Continued pre-training allows us to teach an existing model a new language by exposing it to text data in that language. We'll focus on Spanish as our target language using a small dataset that's more suitable for this task.

In [6]:
from unsloth import FastLanguageModel
import torch
from datasets import load_dataset

# Set a small sequence length to reduce memory requirements
max_seq_length = 512

# Load TinyLlama as our base model for continued pre-training
model, tokenizer = FastLanguageModel.from_pretrained(
    model_name="TinyLlama/TinyLlama-1.1B-Chat-v1.0",
    max_seq_length=max_seq_length,
    dtype=torch.float16,
    load_in_4bit=True
)

print(f"Base model loaded with fp16 precision and max sequence length of {max_seq_length}")

# Let's use tatoeba, which has simple sentence pairs in many languages
dataset = load_dataset("tatoeba", lang1="es", lang2="en", split="train")
print(f"Dataset loaded with {len(dataset)} examples")

# We'll use only the Spanish sentences
def extract_spanish_text(example):
    return {"text": example["translation"]["es"]}

spanish_only_dataset = dataset.map(extract_spanish_text)

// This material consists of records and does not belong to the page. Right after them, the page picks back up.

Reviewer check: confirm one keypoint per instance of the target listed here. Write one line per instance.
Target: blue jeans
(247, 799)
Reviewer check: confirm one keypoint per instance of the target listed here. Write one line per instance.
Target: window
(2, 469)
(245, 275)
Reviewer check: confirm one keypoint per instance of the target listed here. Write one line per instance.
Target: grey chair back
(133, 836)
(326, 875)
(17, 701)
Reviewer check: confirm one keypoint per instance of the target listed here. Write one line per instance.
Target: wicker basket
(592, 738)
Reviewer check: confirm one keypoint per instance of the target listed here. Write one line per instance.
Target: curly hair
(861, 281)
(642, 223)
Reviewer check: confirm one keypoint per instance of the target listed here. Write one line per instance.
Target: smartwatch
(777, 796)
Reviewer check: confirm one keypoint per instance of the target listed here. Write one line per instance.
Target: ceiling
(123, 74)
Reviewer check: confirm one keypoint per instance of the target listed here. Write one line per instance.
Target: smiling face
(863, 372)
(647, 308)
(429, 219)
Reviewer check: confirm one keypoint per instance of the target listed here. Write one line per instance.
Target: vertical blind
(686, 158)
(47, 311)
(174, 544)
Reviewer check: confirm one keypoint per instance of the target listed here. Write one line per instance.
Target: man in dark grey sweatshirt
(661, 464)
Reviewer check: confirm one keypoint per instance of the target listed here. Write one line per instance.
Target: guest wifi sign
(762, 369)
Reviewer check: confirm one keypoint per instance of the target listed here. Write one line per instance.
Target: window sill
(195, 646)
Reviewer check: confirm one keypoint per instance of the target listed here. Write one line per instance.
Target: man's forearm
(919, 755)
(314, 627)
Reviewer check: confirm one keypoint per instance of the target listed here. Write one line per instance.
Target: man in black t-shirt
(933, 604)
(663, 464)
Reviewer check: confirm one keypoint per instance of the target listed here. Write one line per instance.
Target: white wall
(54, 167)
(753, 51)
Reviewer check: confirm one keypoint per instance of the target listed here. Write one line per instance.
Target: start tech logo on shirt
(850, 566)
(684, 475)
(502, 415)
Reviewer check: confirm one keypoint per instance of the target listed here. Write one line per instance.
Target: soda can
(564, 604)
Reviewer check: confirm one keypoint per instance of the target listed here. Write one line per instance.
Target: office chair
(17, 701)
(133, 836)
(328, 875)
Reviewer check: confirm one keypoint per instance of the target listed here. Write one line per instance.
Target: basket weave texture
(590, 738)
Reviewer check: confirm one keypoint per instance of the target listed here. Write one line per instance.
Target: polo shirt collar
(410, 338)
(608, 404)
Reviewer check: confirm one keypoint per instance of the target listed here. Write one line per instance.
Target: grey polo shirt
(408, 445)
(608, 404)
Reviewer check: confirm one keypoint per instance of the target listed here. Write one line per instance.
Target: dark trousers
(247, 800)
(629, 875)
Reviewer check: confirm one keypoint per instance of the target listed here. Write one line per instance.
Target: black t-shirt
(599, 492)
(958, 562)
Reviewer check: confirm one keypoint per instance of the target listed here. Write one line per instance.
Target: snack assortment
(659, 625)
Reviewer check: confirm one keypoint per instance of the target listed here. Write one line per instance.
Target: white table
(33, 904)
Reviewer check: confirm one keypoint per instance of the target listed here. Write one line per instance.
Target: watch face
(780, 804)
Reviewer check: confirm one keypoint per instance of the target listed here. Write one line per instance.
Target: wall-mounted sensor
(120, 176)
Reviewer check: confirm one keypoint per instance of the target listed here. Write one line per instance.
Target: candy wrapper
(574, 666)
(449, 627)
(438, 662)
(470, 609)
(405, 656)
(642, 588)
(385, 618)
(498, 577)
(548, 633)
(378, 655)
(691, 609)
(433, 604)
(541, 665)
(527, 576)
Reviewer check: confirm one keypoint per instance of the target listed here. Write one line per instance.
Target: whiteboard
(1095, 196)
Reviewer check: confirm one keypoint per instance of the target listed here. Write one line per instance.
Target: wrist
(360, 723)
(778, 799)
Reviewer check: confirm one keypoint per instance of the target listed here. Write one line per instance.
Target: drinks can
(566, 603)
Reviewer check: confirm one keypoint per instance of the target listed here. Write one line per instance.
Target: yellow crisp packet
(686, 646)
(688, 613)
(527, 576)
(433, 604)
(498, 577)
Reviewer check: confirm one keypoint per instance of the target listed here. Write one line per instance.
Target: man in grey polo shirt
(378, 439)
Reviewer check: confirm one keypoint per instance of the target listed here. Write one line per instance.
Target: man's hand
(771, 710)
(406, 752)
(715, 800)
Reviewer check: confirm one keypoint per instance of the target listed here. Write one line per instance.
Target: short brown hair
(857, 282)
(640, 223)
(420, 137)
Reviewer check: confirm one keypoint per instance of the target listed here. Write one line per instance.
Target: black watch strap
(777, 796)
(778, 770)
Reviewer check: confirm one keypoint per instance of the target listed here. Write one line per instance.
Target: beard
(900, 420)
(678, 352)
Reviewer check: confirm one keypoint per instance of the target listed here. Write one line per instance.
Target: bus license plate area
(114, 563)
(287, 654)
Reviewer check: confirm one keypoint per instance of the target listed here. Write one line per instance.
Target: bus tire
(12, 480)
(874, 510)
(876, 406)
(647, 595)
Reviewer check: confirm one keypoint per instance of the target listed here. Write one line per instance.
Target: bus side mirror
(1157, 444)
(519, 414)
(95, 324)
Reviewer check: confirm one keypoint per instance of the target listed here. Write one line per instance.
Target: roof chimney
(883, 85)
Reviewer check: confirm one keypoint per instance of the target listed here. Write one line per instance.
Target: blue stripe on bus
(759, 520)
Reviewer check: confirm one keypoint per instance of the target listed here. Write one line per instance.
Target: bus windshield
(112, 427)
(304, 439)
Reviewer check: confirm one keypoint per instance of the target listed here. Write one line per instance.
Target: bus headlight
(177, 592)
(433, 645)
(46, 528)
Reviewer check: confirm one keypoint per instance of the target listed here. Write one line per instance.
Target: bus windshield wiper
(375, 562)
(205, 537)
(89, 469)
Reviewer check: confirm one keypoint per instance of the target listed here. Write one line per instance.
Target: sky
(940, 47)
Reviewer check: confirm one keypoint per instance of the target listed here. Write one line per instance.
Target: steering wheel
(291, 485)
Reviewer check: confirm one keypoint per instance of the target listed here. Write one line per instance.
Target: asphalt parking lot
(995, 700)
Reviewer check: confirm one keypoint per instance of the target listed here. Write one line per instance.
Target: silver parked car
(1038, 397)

# Take a small subset for quick training
small_spanish_dataset = spanish_only_dataset.select(range(1000))
print(f"Spanish dataset prepared with {len(small_spanish_dataset)} examples")

# Preview a sample
print("Sample Spanish text:")
print(small_spanish_dataset[0]["text"])

==((====))==  Unsloth 2025.4.1: Fast Llama patching. Transformers: 4.51.3.
   \\   /|    Tesla T4. Num GPUs = 1. Max memory: 14.741 GB. Platform: Linux.
O^O/ \_/ \    Torch: 2.6.0+cu124. CUDA: 7.5. CUDA Toolkit: 12.4. Triton: 3.2.0
\        /    Bfloat16 = FALSE. FA [Xformers = 0.0.29.post3. FA2 = False]
 "-____-"     Free license: http://github.com/unslothai/unsloth
Unsloth: Fast downloading is enabled - ignore downloading bars which are red colored!
Base model loaded with fp16 precision and max sequence length of 512


README.md:   0%|          | 0.00/8.93k [00:00<?, ?B/s]

tatoeba.py:   0%|          | 0.00/4.41k [00:00<?, ?B/s]

The repository for tatoeba contains custom code which must be executed to correctly load the dataset. You can inspect the repository content at https://hf.co/datasets/tatoeba.
You can avoid this prompt in future by passing the argument `trust_remote_code=True`.

Do you wish to run the custom code? [y/N] n


ValueError: Loading tatoeba requires you to execute the dataset script in that repo on your local machine. Make sure you have read the code there to avoid malicious use, then set the option `trust_remote_code=True` to remove this error.